I've only been this grateful for medical insurance 1 or 2 other times! What a life saver! Financially, we've been struggling a lot since we moved here. That was definitely NOT in the plan! But having invested so heavily in real estate, and having the economy turn the way it did, well... enough said, I suppose.
Our home has been in jeopardy since we relied on the equity to help us through, not foreseeing that some other financial factors would compromise our ability to pay it down.
We have other assets I'm so grateful for, but I've NEVER been in danger of losing my primary residence and it's been stressful beyond stressful. We did try a modification which helped stall the foreclosure process and kept our past due mortgage in suspension, but just this month learned (after several months of waiting) that we do not meet the criteria.
That means the past due amount was going to be accelerated (called due), and we simply did not have the funds.
At this same time, some major family issues came to light that are changing the course for us all and it has been nothing short of traumatic. I was just numb for a while - still to this day a bit so.
I've never felt so helpless to affect a change in my own life since I was a child living in south central L.A., crying myself to sleep alone in my home; scared beyond my ability to bear it, yet unable to do otherwise.
I have support but cannot talk about the details of what is happening without impacting the reputation and feelings of others. So I rely on my God. He has not let me down. I feel His loving guidance, comfort, strength. But I suffer. So much.
There is not one area of my life that has not been seriously impacted and I'm just reeling from it all.
And I am concerned for my family. My kids have risen to the occasion and are real sources of support in many ways, but I NEED my friends. I MISS my friends. Now I cry.

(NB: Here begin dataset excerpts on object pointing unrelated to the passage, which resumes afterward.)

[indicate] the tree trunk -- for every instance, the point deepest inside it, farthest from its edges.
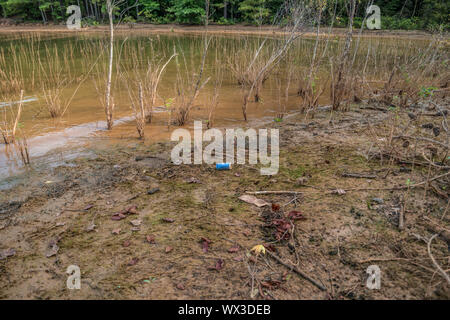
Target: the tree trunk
(225, 4)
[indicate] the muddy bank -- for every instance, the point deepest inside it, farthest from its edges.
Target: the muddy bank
(140, 227)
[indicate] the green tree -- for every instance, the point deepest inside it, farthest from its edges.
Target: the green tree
(188, 11)
(254, 11)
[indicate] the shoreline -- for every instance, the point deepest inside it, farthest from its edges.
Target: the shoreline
(212, 29)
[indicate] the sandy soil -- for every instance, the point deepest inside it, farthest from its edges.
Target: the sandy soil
(63, 217)
(214, 29)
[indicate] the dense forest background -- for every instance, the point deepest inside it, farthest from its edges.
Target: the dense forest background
(395, 14)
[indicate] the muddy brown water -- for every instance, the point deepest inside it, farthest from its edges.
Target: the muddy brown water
(83, 124)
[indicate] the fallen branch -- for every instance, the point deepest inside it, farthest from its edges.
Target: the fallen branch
(302, 274)
(423, 139)
(273, 192)
(359, 175)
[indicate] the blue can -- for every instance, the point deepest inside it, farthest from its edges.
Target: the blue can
(223, 166)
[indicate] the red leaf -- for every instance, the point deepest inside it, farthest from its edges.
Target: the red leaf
(132, 210)
(296, 215)
(205, 244)
(150, 239)
(126, 243)
(118, 216)
(180, 286)
(269, 247)
(219, 265)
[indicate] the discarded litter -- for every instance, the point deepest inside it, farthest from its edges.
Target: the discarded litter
(223, 166)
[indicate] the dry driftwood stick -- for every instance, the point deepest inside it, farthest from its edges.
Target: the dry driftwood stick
(424, 139)
(351, 189)
(302, 274)
(359, 175)
(437, 266)
(273, 192)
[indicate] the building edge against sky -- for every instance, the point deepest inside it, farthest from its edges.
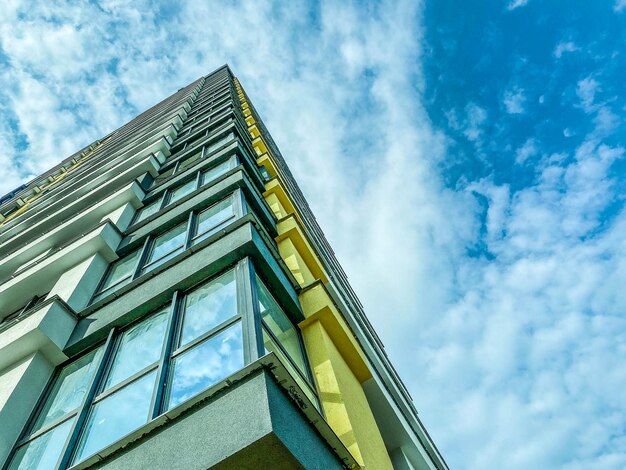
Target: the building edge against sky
(167, 299)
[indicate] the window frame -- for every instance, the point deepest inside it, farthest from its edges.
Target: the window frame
(240, 209)
(164, 199)
(247, 312)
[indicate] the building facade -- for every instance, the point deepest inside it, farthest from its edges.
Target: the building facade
(167, 300)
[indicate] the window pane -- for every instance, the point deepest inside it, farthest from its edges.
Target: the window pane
(163, 176)
(43, 453)
(214, 172)
(206, 364)
(208, 306)
(69, 389)
(271, 346)
(139, 347)
(182, 191)
(148, 210)
(210, 219)
(281, 326)
(189, 161)
(168, 243)
(121, 270)
(117, 415)
(220, 142)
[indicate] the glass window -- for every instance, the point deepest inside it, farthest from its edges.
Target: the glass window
(204, 365)
(163, 176)
(213, 218)
(166, 246)
(124, 403)
(58, 414)
(220, 142)
(281, 327)
(154, 365)
(188, 162)
(43, 453)
(119, 274)
(209, 306)
(69, 390)
(138, 348)
(213, 173)
(181, 191)
(210, 345)
(148, 210)
(117, 415)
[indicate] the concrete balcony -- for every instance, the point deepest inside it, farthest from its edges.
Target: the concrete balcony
(256, 418)
(42, 276)
(46, 328)
(19, 258)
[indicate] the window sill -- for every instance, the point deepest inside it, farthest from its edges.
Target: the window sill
(130, 448)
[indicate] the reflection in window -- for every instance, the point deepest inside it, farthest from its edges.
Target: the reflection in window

I cannot imagine trying to get through this without them but they are far away and I just can't talk on the phone - I hate it for one - but I'd just bawl through it. I need a few days with them to just sit and talk and heal.
And I continue to go to counseling and to the Temple and to read and to rest and to exercise and eat well and look for and work for answers and solutions to the dilemmas that surround me.
I've asked for your prayers without being able to fully tell you why they are so needed. Some of you thought it was my hip surgery, which was definitely part of it. Now I feel like I can begin to let some of you in on how much more it has been than that.
This has been hard to write but my friend, Pamela has blogged about her life recently and I love being let into her experience and have an opportunity to offer what I can. So she has inspired me to do this - to let you in when I just can't have the conversation with you just yet.
I hope for and work toward better days. I don't believe Heavenly Father has brought me this far to leave me here.